Episode #16 : The Chase


"We're trying to defeat the Daleks, not start a jumble sale!"
 
Episode 16:   The Chase.
Companions: The 1st Doctor, Vicki, Ian Chesterton and Barbara Wright.
Air Date:        Six episodes. 22nd May to 26th June 1965.
 
The travellers learn from the Time-Space Visualiser taken from the Moroks' museum that Daleks equipped with their own time machine are on their trail with orders to exterminate them. They flee in the TARDIS.
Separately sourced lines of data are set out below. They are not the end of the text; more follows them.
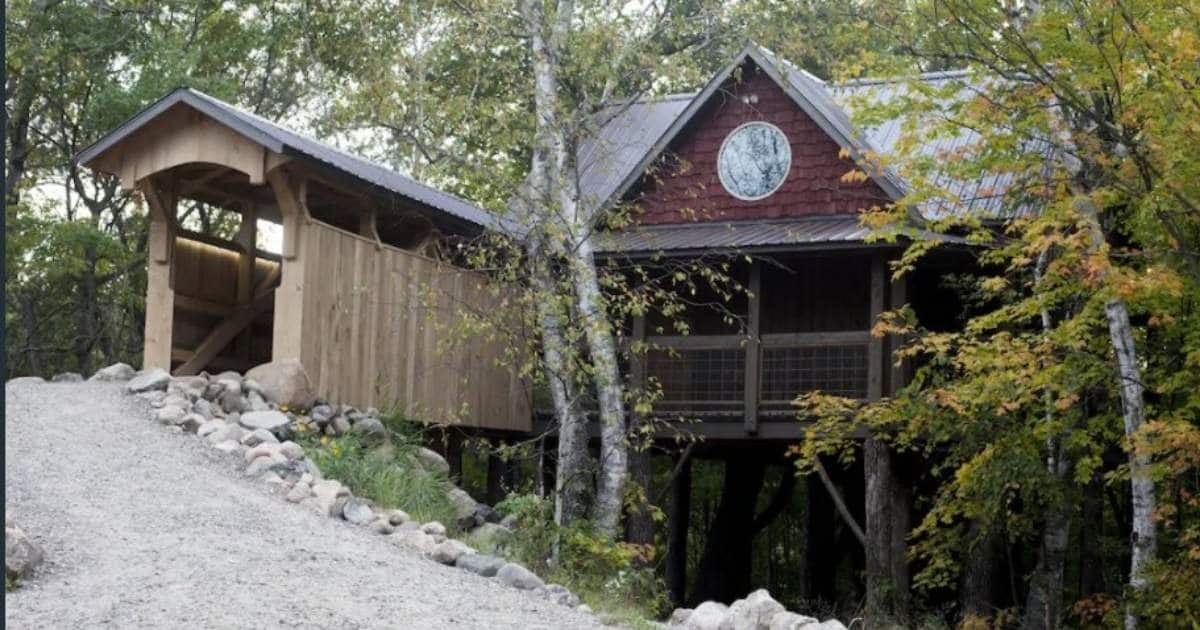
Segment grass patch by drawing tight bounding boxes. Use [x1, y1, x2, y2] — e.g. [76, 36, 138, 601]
[296, 416, 456, 533]
[497, 494, 666, 628]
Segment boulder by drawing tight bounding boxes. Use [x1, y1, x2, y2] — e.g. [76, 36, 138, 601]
[730, 588, 785, 630]
[238, 410, 290, 433]
[308, 404, 337, 426]
[683, 601, 732, 630]
[287, 480, 312, 503]
[4, 518, 46, 578]
[454, 553, 508, 577]
[220, 389, 250, 414]
[541, 584, 580, 608]
[470, 523, 512, 550]
[446, 487, 485, 529]
[767, 611, 820, 630]
[179, 414, 204, 433]
[496, 563, 546, 590]
[430, 539, 475, 565]
[388, 529, 437, 553]
[125, 367, 170, 394]
[414, 446, 450, 475]
[239, 427, 280, 446]
[196, 420, 229, 442]
[342, 497, 374, 524]
[242, 359, 316, 409]
[88, 364, 134, 383]
[350, 418, 388, 446]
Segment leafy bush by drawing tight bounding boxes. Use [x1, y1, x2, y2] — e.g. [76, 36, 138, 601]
[496, 494, 666, 622]
[299, 420, 456, 530]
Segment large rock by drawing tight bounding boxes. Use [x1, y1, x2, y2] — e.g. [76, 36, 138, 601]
[454, 553, 508, 577]
[683, 601, 732, 630]
[767, 611, 820, 630]
[242, 359, 316, 408]
[470, 523, 512, 551]
[342, 497, 374, 524]
[4, 517, 46, 578]
[496, 563, 546, 590]
[88, 364, 134, 382]
[430, 539, 475, 565]
[238, 410, 292, 433]
[414, 446, 450, 475]
[730, 588, 785, 630]
[446, 487, 484, 529]
[125, 367, 170, 394]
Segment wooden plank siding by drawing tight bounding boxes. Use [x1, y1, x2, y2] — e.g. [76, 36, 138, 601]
[292, 220, 532, 431]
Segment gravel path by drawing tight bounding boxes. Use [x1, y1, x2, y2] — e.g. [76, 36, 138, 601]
[5, 382, 602, 629]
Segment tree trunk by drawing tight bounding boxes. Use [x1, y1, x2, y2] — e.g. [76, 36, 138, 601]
[688, 454, 767, 605]
[666, 454, 691, 608]
[1021, 443, 1070, 630]
[625, 448, 654, 545]
[863, 438, 908, 626]
[1075, 194, 1157, 630]
[959, 521, 1002, 619]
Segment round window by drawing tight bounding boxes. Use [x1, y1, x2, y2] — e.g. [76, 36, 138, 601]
[716, 122, 792, 202]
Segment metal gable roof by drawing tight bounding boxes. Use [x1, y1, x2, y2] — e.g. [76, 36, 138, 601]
[76, 88, 508, 229]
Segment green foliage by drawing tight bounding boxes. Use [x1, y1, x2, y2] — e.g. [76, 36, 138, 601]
[496, 494, 666, 622]
[299, 420, 457, 533]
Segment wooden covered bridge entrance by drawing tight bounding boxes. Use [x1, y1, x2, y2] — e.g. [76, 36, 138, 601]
[78, 89, 530, 431]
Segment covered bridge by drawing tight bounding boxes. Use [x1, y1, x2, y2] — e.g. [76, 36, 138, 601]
[78, 89, 530, 431]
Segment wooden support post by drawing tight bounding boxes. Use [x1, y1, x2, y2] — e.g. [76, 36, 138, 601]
[743, 260, 762, 436]
[666, 452, 691, 608]
[235, 204, 258, 364]
[140, 178, 178, 372]
[888, 268, 908, 394]
[485, 449, 506, 505]
[266, 169, 308, 361]
[866, 256, 887, 401]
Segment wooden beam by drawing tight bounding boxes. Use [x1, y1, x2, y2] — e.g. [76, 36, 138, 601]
[866, 254, 887, 401]
[888, 265, 908, 394]
[266, 168, 311, 360]
[140, 178, 178, 371]
[174, 293, 275, 377]
[743, 260, 762, 436]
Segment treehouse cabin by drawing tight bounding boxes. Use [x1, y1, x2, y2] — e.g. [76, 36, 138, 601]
[78, 89, 530, 432]
[580, 46, 998, 440]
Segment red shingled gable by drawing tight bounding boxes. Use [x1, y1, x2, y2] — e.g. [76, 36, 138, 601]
[635, 61, 888, 224]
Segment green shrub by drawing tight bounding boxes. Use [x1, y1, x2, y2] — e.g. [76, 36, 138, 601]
[299, 427, 456, 530]
[497, 494, 666, 623]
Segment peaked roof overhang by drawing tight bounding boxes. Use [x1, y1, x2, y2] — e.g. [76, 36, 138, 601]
[599, 42, 906, 216]
[74, 88, 508, 230]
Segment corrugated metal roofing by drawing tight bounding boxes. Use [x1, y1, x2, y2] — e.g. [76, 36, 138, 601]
[596, 215, 964, 254]
[76, 88, 510, 229]
[581, 40, 1030, 225]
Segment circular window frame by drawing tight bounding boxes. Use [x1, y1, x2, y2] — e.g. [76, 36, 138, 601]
[716, 120, 792, 202]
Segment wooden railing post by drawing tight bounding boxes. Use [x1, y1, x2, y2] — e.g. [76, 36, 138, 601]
[139, 178, 176, 372]
[743, 260, 762, 436]
[866, 256, 887, 401]
[266, 168, 308, 361]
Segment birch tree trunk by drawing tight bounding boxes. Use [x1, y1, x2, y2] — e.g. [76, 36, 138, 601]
[522, 0, 589, 524]
[1075, 194, 1157, 630]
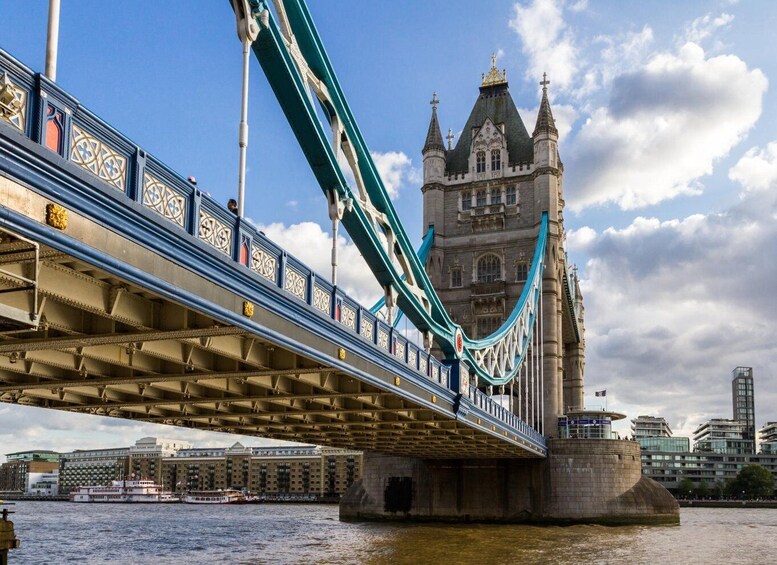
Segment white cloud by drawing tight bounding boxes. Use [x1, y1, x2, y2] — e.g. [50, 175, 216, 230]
[568, 185, 777, 435]
[0, 404, 289, 463]
[680, 13, 734, 44]
[509, 0, 578, 90]
[370, 151, 420, 200]
[567, 43, 767, 210]
[728, 141, 777, 191]
[260, 222, 381, 307]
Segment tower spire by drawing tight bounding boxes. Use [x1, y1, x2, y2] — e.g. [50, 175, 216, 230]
[421, 92, 445, 154]
[532, 73, 558, 136]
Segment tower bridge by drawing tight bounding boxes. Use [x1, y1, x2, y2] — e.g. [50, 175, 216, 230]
[0, 0, 671, 519]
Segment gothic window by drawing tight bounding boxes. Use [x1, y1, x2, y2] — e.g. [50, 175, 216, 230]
[475, 151, 486, 173]
[451, 267, 462, 288]
[491, 149, 502, 171]
[478, 255, 502, 282]
[478, 316, 502, 339]
[506, 186, 518, 205]
[461, 191, 472, 210]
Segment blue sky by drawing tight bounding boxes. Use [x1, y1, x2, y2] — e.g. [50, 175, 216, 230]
[0, 0, 777, 452]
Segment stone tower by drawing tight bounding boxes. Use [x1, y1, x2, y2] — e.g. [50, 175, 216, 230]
[421, 56, 585, 436]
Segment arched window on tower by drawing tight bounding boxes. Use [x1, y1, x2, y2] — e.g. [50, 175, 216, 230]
[475, 151, 486, 173]
[478, 255, 502, 282]
[491, 149, 502, 171]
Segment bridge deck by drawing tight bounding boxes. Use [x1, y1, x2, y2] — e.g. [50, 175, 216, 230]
[0, 52, 545, 457]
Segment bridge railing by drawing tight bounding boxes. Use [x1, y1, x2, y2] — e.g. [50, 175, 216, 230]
[468, 385, 545, 443]
[0, 50, 450, 388]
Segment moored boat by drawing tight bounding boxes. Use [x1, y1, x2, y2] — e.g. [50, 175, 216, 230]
[70, 479, 177, 503]
[182, 489, 248, 504]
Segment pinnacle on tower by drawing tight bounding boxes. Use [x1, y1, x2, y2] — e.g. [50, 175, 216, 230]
[532, 73, 558, 137]
[421, 92, 445, 154]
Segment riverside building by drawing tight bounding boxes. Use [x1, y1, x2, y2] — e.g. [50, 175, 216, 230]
[162, 443, 361, 500]
[0, 450, 59, 495]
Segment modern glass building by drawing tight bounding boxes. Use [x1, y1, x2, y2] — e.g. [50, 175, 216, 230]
[731, 367, 755, 453]
[641, 450, 777, 490]
[631, 416, 672, 441]
[758, 422, 777, 455]
[636, 437, 691, 453]
[693, 418, 755, 454]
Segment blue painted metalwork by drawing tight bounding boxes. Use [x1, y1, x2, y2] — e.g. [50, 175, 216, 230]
[235, 0, 547, 385]
[370, 226, 434, 328]
[0, 50, 546, 456]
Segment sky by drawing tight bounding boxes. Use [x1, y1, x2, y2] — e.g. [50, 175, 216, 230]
[0, 0, 777, 460]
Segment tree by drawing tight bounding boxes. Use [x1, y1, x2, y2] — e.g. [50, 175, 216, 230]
[731, 465, 774, 498]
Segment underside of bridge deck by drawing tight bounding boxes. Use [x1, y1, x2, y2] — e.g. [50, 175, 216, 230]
[0, 233, 526, 458]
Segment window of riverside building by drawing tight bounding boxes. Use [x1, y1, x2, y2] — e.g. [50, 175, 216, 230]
[451, 267, 462, 288]
[478, 255, 502, 282]
[491, 149, 502, 171]
[478, 316, 502, 338]
[461, 191, 472, 210]
[475, 151, 486, 173]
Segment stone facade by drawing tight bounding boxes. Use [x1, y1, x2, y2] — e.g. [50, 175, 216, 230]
[421, 62, 585, 433]
[340, 439, 679, 524]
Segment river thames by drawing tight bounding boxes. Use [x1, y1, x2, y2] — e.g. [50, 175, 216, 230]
[3, 502, 777, 565]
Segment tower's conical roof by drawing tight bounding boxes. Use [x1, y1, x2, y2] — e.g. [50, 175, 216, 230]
[532, 73, 558, 136]
[446, 56, 534, 173]
[421, 92, 445, 153]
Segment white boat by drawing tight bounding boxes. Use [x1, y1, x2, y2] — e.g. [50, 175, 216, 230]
[183, 489, 248, 504]
[70, 480, 176, 502]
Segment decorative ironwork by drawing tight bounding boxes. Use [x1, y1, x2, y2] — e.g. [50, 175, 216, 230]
[283, 267, 307, 300]
[359, 317, 375, 340]
[378, 330, 388, 351]
[340, 304, 356, 331]
[199, 209, 232, 255]
[70, 124, 127, 192]
[394, 340, 405, 359]
[313, 286, 332, 315]
[251, 244, 278, 283]
[46, 204, 67, 230]
[243, 300, 254, 318]
[0, 72, 27, 131]
[143, 173, 186, 227]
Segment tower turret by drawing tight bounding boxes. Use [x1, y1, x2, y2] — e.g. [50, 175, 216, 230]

The Chase starts off immediately after the events of the prior episode with the characters learning that the Daleks are chasing them down for extermination. Fleeing through time and space they land in one location after another and so on. This seems a little facical but it actually works in an odd kind of way.

No explanation is giving as to why the Daleks are doing this as chronologically all the companions have done thus far is thwart a handful of Daleks on Skaro and stop their conquest of Earth. Even for Daleks it seems a little extreme at this point in the Doctor's experiences with them.

The first landing point for the companions is the desert planet of Aridius. Once an ocean world the presence of two suns has evaporated the planet into a sandy desert. The natives having moved underground. This sequence plays out nicely expecially the interaction between the natives and the Daleks.

The second stop off point is atop the Empire State Building in New York 1966. This is a very silly segment that plays more for fun than anything else. The Daleks just end up wandering around asking the tourists where the time travellers are. Peter Purves who would join the TARDIS crew at the end of this story in the role of Steven Taylor plays a rather clueless American tourist character in this scene.

Thirdly, the time travellers land on the deck of the Mary Celeste and shows us that it was the sudden presence of Daleks on board that caused everyone to leap over the side. One historical mystery solved by Doctor Who. This is another scene that just plays out as a tad silly.

Then both groups land in a bizarre haunted house, home to Frankenstein's Monster, a ghost, and Count Dracula. Neither side realise that they have arrived in a fun fair haunted house in 1996. Once again, a very odd section of the story.

Finally they land on the jungle world of Mechanus and are rescued by the strange Mechanoids who go on to fight the Daleks. The companions defeat the Daleks. Ian and Barbara convince the Doctor to let them use the Dalek time machine to return home and after some argument, he agrees but they end up home two years after they first left. Meanwhile, Steven has snuck on board the TARDIS.

It is a real shame that we lose Ian and Barbara here as I have found them both to be excellent companions who grew on me quickly. With the departure of Susan a while back we now only have the Doctor as an original character.

This story is entertaining despite the silliness throughout, but could have been so much better.